When launching the training, I get the following error:

Traceback (most recent call last):
  File "/home/maxime/Documents/classification/mmaction2/tools/train.py", line 143, in <module>
    main()
  File "/home/maxime/Documents/classification/mmaction2/tools/train.py", line 139, in main
    runner.train()
  File "/home/maxime/Documents/classification/.venv/lib/python3.10/site-packages/mmengine/runner/runner.py", line 1777, in train
    model = self.train_loop.run()  # type: ignore
  File "/home/maxime/Documents/classification/.venv/lib/python3.10/site-packages/mmengine/runner/loops.py", line 96, in run
    self.run_epoch()
  File "/home/maxime/Documents/classification/.venv/lib/python3.10/site-packages/mmengine/runner/loops.py", line 114, in run_epoch
    self.run_iter(idx, data_batch)
  File "/home/maxime/Documents/classification/.venv/lib/python3.10/site-packages/mmengine/runner/loops.py", line 130, in run_iter
    outputs = self.runner.model.train_step(
  File "/home/maxime/Documents/classification/.venv/lib/python3.10/site-packages/mmengine/model/base_model/base_model.py", line 118, in train_step
    losses = self._run_forward(data, mode='loss')  # type: ignore
  File "/home/maxime/Documents/classification/.venv/lib/python3.10/site-packages/mmengine/model/base_model/base_model.py", line 365, in _run_forward
    results = self(**data, mode=mode)
  File "/home/maxime/Documents/classification/.venv/lib/python3.10/site-packages/torch/nn/modules/module.py", line 1511, in _wrapped_call_impl
    return self._call_impl(*args, **kwargs)
  File "/home/maxime/Documents/classification/.venv/lib/python3.10/site-packages/torch/nn/modules/module.py", line 1520, in _call_impl
    return forward_call(*args, **kwargs)
  File "/home/maxime/Documents/classification/mmaction2/mmaction/models/recognizers/base.py", line 264, in forward
    return self.loss(inputs, data_samples, **kwargs)
  File "/home/maxime/Documents/classification/mmaction2/mmaction/models/recognizers/base.py", line 177, in loss
    loss_cls = self.cls_head.loss(feats, data_samples, **loss_kwargs)
  File "/home/maxime/Documents/classification/mmaction2/mmaction/models/heads/base.py", line 104, in loss
    return self.loss_by_feat(cls_scores, data_samples)
  File "/home/maxime/Documents/classification/mmaction2/mmaction/models/heads/base.py", line 136, in loss_by_feat
    top_k_acc = top_k_accuracy(
  File "/home/maxime/Documents/classification/mmaction2/mmaction/evaluation/functional/accuracy.py", line 148, in top_k_accuracy
    match_array = np.logical_or.reduce(max_k_preds == labels, axis=1)
ValueError: operands could not be broadcast together with shapes (12,5) (4,1,7)

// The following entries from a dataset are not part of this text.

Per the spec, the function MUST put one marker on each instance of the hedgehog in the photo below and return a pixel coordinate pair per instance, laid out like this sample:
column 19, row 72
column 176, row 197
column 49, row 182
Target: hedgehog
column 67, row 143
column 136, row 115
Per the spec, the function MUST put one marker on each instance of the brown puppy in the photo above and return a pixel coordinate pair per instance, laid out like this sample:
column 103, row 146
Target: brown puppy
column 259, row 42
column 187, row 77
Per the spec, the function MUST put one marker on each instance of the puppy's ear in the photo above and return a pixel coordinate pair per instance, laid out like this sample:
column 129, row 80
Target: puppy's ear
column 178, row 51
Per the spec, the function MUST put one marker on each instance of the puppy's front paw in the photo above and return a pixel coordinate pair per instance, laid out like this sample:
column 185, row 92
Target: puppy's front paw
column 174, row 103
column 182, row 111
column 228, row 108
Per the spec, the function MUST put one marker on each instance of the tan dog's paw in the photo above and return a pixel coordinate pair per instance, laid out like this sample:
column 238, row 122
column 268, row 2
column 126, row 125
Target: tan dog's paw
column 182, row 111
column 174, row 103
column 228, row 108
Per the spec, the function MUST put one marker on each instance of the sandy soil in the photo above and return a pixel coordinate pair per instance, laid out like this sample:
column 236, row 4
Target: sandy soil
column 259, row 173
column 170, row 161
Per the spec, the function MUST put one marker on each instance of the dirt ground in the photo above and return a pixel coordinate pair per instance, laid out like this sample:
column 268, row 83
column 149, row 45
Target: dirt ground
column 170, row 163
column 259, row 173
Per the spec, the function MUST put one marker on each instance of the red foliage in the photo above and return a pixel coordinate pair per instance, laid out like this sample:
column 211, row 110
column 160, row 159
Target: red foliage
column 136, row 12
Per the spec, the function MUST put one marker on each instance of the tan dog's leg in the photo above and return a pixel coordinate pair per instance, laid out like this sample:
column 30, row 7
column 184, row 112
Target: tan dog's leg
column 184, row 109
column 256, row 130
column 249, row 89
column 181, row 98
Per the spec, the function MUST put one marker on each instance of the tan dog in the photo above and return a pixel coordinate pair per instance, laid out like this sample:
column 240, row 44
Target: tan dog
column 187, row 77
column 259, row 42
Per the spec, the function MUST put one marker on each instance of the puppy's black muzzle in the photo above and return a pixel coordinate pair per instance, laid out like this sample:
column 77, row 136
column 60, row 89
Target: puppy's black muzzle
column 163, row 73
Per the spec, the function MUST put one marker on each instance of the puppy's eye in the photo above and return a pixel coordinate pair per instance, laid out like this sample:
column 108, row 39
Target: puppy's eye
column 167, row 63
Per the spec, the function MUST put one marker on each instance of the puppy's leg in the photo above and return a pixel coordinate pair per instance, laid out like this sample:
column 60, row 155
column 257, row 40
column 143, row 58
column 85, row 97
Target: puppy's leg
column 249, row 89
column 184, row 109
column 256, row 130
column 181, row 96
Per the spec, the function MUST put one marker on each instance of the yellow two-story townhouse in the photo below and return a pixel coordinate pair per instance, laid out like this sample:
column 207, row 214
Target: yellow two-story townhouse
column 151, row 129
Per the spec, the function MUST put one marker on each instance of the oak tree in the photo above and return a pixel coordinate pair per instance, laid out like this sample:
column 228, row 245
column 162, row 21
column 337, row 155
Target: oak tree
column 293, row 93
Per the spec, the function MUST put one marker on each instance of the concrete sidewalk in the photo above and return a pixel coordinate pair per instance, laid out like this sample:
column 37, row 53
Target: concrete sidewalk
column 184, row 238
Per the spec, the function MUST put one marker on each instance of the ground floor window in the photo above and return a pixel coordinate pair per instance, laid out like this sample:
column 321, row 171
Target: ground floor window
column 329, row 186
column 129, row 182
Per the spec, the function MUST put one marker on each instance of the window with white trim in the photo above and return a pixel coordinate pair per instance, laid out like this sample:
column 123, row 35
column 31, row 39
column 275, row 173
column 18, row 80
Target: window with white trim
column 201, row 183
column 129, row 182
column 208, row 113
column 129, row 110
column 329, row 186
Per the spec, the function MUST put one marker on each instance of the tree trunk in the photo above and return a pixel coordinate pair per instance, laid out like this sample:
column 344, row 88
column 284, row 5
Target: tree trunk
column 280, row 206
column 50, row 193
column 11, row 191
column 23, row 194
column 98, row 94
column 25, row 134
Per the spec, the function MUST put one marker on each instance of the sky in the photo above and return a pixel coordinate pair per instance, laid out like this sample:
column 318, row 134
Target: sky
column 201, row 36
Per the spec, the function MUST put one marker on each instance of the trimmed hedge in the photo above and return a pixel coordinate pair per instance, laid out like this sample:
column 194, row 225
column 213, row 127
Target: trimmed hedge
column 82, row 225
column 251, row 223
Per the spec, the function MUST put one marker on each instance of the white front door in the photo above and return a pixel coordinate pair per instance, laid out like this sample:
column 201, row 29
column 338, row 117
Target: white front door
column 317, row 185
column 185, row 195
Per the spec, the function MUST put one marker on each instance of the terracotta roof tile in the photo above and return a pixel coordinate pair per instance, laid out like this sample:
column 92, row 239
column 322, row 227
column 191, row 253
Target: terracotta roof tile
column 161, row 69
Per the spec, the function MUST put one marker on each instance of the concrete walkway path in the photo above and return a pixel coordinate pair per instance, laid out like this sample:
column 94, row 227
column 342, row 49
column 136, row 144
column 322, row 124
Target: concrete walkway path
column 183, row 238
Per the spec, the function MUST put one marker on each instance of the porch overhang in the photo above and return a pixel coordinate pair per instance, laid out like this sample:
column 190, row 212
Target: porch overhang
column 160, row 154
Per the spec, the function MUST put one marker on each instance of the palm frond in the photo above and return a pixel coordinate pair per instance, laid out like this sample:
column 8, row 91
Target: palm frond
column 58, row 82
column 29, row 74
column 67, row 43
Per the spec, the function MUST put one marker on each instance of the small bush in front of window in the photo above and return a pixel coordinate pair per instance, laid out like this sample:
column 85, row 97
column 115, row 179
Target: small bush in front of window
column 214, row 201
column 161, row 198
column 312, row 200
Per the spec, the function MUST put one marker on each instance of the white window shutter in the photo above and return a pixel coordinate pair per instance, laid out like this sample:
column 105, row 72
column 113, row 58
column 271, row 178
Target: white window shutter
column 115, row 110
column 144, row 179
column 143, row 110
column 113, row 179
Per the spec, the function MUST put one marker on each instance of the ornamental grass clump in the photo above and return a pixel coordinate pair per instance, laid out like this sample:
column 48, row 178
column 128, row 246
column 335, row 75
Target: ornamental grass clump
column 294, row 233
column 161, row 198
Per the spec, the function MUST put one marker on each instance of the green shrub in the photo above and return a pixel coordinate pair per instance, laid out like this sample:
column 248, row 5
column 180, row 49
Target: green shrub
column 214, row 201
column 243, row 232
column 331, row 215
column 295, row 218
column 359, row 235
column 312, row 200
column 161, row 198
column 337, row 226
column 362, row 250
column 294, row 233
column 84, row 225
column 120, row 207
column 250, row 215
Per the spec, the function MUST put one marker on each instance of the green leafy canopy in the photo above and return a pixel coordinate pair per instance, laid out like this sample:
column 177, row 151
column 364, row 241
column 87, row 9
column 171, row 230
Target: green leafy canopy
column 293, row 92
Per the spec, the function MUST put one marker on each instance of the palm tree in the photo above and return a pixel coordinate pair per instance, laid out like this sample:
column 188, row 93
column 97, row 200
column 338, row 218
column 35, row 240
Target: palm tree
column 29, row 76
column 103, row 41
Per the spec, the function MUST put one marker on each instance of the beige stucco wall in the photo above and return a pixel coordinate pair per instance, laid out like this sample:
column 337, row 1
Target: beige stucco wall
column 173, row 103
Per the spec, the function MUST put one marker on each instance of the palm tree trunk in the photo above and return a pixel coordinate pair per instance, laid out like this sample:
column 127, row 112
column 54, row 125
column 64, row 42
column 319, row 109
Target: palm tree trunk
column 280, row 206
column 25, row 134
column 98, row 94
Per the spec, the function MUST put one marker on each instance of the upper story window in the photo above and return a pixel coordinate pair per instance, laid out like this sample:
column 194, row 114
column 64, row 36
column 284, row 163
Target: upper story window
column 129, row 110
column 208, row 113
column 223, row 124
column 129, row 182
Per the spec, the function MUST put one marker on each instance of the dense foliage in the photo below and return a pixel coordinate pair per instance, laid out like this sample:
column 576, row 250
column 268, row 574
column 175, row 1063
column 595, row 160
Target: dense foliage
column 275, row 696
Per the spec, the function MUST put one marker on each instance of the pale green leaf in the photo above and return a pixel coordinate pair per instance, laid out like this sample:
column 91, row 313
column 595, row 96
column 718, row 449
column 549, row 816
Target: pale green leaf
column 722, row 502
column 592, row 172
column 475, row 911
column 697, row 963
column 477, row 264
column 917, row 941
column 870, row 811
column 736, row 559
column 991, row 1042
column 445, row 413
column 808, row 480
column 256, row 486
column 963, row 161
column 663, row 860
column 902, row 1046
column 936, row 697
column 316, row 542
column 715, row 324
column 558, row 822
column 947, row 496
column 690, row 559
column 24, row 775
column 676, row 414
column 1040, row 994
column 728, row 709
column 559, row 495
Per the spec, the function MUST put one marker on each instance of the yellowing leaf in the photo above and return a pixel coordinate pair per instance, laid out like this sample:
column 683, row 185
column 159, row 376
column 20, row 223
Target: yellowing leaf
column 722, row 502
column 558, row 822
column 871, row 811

After some research, it appears it comes from num_clips=3. In the top_k_accuracy function, my inputs are of shape (12,7) and my ground truth is of size (4,7). It feels like the ground truth values are not updated regarding the num_clips parameter.

Reproduces the problem - code sample

No response

Reproduces the problem - command or script

No response

Reproduces the problem - error message

No response

Additional information

No response